Before the city makes any moves, though, officials are fanning across the district to listen to parent feedback and partner with local organizations to hear concerns and collect new ideas.

“We know there’s real work to do to strengthen programming in Harlem and across District 3, and we’re excited to partner with the community, including principals, parent leaders, and families, on the Harlem visioning process,” education department spokesmanDoug Cohen said in an emailed statement.  

Already, some ideas are percolating among Community Education Council members.

Morgan wants to partner with local business and has called on the district to devise ways to share dramatically lopsided PTA fundraising — a move that has been met with fierce opposition elsewhere. While some Harlem schools struggle to raise budgets in the hundreds of dollars, the PTA at P.S. 87 on the Upper West Side was named the second wealthiest parent organization in the country in a report last year by the Center for American Progress. The school raised $1.6 million, according to the report.

“That’s the place where this resourcing gap gets closed,” Morgan said.

Perhaps the more difficult work ahead, though, is shifting parents’ perceptions so they’ll pick Harlem schools. The fight to approve the admissions changes shows how far parent leaders have to go.

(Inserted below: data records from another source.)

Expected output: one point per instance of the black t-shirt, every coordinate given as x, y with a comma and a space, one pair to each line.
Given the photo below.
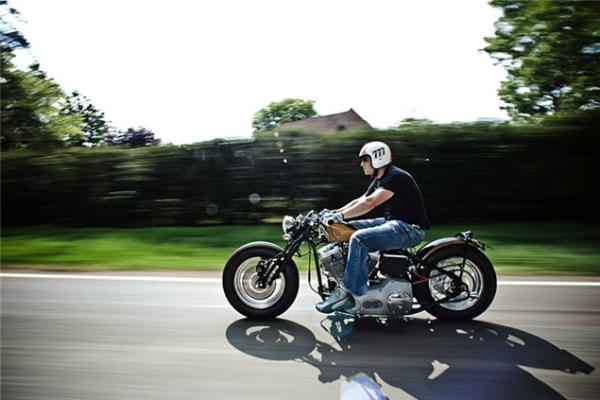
407, 202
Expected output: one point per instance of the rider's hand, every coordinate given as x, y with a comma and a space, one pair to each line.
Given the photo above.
332, 217
337, 217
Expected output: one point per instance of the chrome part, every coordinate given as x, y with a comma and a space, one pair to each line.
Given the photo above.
388, 298
287, 223
246, 287
440, 285
332, 259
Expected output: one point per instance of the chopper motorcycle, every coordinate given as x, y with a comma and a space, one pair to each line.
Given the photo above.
450, 278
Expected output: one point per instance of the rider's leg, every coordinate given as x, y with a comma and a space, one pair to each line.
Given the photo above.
388, 236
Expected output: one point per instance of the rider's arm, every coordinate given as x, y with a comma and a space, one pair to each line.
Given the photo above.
365, 204
350, 204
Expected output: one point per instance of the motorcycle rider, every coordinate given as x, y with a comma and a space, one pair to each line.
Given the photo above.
403, 224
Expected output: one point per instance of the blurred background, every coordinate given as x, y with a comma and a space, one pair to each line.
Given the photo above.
78, 192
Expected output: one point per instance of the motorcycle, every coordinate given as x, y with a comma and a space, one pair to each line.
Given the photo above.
451, 278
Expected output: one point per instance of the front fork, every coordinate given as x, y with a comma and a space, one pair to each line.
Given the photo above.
268, 270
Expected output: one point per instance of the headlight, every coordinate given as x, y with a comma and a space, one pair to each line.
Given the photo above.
288, 223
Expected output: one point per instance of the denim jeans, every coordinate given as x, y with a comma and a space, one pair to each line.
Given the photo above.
375, 235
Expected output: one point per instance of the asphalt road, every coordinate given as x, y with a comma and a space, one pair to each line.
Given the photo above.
152, 339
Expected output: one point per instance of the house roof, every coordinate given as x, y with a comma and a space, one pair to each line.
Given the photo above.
348, 120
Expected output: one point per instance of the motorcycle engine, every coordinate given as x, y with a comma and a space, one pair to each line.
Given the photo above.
333, 260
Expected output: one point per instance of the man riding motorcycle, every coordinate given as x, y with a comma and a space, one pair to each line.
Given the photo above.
403, 224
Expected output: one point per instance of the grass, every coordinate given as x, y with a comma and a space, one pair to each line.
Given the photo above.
514, 248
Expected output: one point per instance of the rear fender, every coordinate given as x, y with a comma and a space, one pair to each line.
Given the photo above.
427, 250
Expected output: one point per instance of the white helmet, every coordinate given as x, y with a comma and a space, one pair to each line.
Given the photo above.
380, 153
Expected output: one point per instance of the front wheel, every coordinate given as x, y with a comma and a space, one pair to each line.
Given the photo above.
478, 279
240, 277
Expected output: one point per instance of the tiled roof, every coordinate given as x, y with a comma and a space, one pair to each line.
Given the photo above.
348, 120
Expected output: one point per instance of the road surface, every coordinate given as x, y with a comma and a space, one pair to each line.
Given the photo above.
149, 336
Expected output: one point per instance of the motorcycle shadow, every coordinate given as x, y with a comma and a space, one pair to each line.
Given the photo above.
427, 359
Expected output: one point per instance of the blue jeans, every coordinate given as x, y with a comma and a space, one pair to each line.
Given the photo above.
375, 235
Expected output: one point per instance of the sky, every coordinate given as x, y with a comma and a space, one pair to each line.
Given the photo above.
192, 71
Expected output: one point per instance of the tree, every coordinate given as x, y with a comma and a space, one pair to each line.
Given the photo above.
551, 50
134, 137
279, 112
31, 103
94, 128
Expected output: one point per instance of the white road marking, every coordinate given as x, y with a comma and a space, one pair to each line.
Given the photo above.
218, 280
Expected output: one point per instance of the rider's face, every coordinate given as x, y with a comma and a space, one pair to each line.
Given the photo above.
365, 163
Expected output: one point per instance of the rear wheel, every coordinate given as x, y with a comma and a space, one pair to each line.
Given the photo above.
240, 283
478, 280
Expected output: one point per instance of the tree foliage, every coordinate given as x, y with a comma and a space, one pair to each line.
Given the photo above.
31, 103
551, 50
31, 110
279, 112
134, 137
94, 128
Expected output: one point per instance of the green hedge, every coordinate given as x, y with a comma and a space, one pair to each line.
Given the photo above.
467, 172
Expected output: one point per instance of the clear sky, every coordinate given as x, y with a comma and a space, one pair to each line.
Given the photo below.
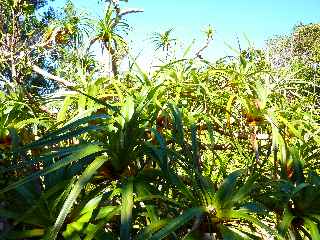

In public meetings to float the integration plans, one concern was repeated over and over again: Middle class parents argued there were only a few “good” schools in the district, and they worried the city’s plans would make it harder for their children to enroll in those schools. None of the most sought-after schools, which receive a crush of applications each year, are in Harlem.

Metcalf sat in many of those meetings and was irked by the way her neighborhood schools were portrayed. It went against her experience at P.S. 180, a school where she said parents are involved and the staff are dedicated.

So when artist Ronald Draper donated his talent to produce an original work for the district, Metcalf brainstormed with Harlem parents and educators to come up with something that would send that message. The piece spans about 50 feet, with the neighborhood defined by the people who live there. In a corner, Draper described Harlem as an adjective: “to shine bright.”

“We wanted something that was loud and proud,” Metcalf said. “It was like: What’s something that’s really representative of every single student in not only this building, but in Harlem?”

In addition to their massive new mural, Metcalf has printed out postcards that tout the school’s hydroponics lab, dual language classes, and music program — another piece of a grassroots campaign to highlight what’s already working in the neighborhood’s schools.

Parent leaders have been calling for more attention to be paid to Harlem schools for some time now. A similar integration battle, over the rezoning of some district elementary schools, led the education council to plan a “Harlem Summit,” which turned into an annual informational event for the area’s parents.

This time, the district is armed with a state grant that provides training and guidance around school integration issues. There is another crucial difference: The local Community Education Council now includes parents like Metcalf and Morgan, who send their children to Harlem schools. For them, the work is personal.

“I care about all kids, but this is my kid’s future,” Metcalf said.